Explosion de l’activité numérique en confinement

On s’est d’abord inquiété de la saturation des réseaux. Entre le télétravail, les cours en ligne, les vidéoconférences, les loisirs et les achats en ligne, le trafic est en hausse de 20 à 40% dans les pays confinés. Du jamais vu.

Mais le réseau européen semble bien tenir. Pourtant, beaucoup souhaitent que les pouvoirs publics réclament une baisse de débit aux fournisseurs. En effet l’usage est difficile à anticiper. L’utilisation en journée augmente alors que le pic en soirée stagne.
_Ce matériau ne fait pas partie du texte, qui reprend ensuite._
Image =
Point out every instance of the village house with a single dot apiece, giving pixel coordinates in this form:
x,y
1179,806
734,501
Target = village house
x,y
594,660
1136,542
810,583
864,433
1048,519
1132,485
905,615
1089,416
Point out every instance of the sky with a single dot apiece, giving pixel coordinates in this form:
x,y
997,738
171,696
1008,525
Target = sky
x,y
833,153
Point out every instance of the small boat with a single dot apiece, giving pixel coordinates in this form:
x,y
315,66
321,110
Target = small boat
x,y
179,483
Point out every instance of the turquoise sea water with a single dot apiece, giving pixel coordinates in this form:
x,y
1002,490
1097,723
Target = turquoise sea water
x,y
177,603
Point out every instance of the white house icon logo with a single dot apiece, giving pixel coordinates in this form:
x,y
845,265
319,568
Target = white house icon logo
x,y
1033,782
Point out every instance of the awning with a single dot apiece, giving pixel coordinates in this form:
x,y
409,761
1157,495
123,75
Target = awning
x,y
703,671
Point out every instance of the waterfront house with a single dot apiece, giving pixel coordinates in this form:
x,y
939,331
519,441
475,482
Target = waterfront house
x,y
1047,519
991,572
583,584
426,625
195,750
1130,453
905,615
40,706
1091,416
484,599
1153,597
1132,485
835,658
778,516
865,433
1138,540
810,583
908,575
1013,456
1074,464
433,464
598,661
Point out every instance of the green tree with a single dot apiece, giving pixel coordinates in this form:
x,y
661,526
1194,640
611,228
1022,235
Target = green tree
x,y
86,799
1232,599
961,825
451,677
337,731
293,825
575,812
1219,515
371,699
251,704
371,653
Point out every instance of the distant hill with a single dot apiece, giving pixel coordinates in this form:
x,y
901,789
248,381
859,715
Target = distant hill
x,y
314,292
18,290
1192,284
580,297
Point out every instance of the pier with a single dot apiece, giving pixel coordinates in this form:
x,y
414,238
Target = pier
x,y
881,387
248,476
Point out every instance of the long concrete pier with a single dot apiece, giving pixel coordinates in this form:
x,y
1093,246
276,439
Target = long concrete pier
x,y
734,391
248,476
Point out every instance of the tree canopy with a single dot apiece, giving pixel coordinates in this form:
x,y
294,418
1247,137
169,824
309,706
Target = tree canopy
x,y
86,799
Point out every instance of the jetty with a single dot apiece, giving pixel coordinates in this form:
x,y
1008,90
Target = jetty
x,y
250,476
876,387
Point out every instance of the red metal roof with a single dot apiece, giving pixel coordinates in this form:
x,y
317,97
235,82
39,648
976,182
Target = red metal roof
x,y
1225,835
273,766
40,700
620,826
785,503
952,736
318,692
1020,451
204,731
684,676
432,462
Si les inquiétudes parmi les professionnels concernent plutôt les liens avec les pouvoirs publics, et le respect de la neutralité internet, du côté des usagers, la peur d’être déconnectés fait suite à la peur de pénurie alimentaire. On parle de « risque de surchauffe », et on pointe le spectre de la limitation de la consommation sur internet. Les trois gros mangeurs de trafic sont Netflix (qui représente un quart du réseau internet), le jeu vidéo Fortnite et une plateforme pornographique.

Pendant ce temps, six amis confinés ensemble en Camargue, proposent sur leur site internet… les weekends déconnexion totale. 

Crédit : Aleksandar Cvetanovic

Le défi d’une déconnexion totale

Rappelez-vous, on vous avait parlé de ces trois amis partis faire un tour du monde à vélo, qui en ont fait un film pour sensibiliser à la protection du vivant.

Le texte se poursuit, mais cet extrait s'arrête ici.